Take back control of your emotions.
Your boss says, “you suck at your job.” Your mother-in-law points out your expanding waistline. Your business receives a new one-star online review. Your coach benches you because “you are too slow on the basketball court.” Critics are everywhere. They will always be there.
Being criticized hurts. It hurts because we are human. We experience pain when others point out our weaknesses and our faults. Often, our critics go for the jugular, attacking the areas where we are the most insecure. This augments the pain.
We frame negative comments as either helpful or hurtful. When criticism is valuable, we call it constructive. We understand our boss, coach, spouse, or colleague has our best interests at heart. When criticism is hurtful, we cast off the detractor as a jerk. In both circumstances, our focus is on the person attacking us. We are reacting to the detractor.
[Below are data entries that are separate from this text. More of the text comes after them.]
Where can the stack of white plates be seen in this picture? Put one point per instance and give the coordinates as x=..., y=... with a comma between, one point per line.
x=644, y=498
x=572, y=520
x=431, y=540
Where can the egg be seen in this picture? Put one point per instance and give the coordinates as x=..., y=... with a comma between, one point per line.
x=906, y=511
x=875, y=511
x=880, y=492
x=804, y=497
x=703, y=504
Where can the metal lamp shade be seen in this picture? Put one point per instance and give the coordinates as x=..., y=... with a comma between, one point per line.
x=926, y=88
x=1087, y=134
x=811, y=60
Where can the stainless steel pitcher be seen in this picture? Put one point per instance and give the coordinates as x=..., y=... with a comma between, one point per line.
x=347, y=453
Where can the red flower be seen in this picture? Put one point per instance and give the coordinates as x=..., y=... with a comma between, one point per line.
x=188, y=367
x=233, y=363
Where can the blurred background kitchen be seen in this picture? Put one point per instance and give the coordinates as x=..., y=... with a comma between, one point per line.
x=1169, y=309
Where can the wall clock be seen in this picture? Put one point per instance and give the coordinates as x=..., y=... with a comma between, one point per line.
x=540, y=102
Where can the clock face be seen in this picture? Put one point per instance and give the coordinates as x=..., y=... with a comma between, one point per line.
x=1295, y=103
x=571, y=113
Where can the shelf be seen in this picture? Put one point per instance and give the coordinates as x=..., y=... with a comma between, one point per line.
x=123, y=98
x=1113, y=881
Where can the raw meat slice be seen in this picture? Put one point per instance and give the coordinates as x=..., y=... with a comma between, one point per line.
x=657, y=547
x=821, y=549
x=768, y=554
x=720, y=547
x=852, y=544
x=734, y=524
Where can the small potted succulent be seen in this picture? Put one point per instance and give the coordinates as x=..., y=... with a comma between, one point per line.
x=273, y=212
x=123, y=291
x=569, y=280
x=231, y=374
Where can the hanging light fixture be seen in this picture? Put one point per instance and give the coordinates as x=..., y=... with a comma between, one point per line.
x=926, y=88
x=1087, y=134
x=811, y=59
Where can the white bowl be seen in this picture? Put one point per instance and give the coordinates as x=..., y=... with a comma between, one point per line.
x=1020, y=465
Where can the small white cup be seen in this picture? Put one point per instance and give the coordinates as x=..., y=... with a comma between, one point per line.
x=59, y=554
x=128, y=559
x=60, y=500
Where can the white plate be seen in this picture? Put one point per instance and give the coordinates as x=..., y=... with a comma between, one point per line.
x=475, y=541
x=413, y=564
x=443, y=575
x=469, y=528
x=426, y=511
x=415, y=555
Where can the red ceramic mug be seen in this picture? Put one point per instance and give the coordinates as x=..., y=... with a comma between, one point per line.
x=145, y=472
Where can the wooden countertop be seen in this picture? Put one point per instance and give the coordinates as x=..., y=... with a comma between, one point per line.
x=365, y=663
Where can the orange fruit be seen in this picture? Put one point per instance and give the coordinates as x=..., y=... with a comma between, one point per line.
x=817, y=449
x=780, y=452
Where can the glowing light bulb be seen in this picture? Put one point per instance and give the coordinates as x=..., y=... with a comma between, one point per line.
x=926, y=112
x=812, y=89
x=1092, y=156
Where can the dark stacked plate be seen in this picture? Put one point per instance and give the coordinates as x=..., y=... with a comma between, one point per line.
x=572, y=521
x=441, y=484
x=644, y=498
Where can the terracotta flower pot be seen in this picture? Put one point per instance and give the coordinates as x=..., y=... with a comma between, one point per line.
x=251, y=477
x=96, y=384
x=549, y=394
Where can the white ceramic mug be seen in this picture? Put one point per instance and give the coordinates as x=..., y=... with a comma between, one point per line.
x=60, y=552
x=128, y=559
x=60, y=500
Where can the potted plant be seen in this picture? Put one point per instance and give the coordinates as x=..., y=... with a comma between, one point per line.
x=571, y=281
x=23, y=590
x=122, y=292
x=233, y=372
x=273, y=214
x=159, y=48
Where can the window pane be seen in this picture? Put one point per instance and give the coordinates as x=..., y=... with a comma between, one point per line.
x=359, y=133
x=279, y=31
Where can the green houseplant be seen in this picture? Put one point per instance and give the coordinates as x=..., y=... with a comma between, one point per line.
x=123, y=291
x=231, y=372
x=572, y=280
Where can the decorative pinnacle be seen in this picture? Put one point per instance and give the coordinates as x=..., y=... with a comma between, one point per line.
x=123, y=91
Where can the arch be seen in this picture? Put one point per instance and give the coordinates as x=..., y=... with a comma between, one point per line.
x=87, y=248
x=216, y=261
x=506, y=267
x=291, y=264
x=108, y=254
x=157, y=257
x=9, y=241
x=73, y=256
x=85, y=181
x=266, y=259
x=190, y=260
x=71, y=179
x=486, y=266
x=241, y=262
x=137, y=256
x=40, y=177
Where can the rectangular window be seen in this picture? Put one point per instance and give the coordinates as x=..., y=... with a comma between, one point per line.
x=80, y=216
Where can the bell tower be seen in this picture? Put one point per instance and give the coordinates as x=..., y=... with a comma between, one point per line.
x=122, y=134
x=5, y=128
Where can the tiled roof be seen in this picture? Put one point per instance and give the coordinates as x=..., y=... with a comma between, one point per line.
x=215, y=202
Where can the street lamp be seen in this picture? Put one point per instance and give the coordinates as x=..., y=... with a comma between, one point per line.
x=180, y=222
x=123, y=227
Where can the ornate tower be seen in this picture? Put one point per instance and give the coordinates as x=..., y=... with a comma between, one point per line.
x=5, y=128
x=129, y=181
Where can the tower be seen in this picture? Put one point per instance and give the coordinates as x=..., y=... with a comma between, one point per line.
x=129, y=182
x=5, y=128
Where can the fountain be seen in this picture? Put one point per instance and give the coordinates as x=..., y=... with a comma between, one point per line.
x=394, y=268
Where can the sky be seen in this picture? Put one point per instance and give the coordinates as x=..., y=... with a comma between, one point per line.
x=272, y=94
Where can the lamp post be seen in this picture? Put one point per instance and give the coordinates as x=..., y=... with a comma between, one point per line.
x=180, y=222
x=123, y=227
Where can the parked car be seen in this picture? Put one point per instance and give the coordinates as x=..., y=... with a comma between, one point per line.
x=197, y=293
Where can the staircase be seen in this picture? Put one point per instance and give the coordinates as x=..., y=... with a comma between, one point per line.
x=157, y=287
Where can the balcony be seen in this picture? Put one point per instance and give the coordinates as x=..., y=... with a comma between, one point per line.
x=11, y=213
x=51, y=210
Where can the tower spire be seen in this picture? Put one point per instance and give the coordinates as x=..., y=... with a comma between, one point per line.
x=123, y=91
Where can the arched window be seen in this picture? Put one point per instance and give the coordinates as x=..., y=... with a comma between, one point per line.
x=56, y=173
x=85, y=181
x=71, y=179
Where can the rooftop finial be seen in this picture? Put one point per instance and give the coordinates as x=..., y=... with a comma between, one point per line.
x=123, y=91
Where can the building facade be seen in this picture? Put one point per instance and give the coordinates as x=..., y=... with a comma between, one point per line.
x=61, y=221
Reacting to the other person does not serve us. It gives power to the critic. But it is not the critic who triggers our feelings. Our interpretation of their words do. The thoughts in our head trigger our emotions. We can choose how we interpret criticism. Our thoughts determine whether these moments become constructive or destructive.
Most of us take the easy way out, allowing criticism to be destructive. The negativity feeds our self-doubt. It empowers the voice inside our heads telling us we are not good enough. We get down on ourselves. Our self-confidence sinks. We become angry, depressed, resentful, or withdrawn. Inadvertently, we relinquish control to the critic, giving them strength, as they now control our emotional response.
Our critics expose our blind spots. They open a window that we prefer to keep closed. We are exposed. Instead of slamming the window closed, muster the courage to stick our heads in and look around. Seeing ourselves from a different perspective, we get a glimpse at our blind spots. In these moments, criticism transforms into opportunity.
Elements of truth are often present when we allow ourselves to be vulnerable. When we listen and process the words of our critics, we find opportunities to learn. We can categorize criticism as true or untrue, and useful or useless. None of our attention should be waisted on that which is false or useless. All of our energy should be focused on what is true and useful.
Ignore what is untrue. Expend no energy on criticism that is not useful, even if it is true. Spend your bandwidth on criticism that is true and useful to you in achieving your goals. Embracing the useful truth robs the critic’s power over your emotions. Find the truth. Embrace it. Ignore the rest.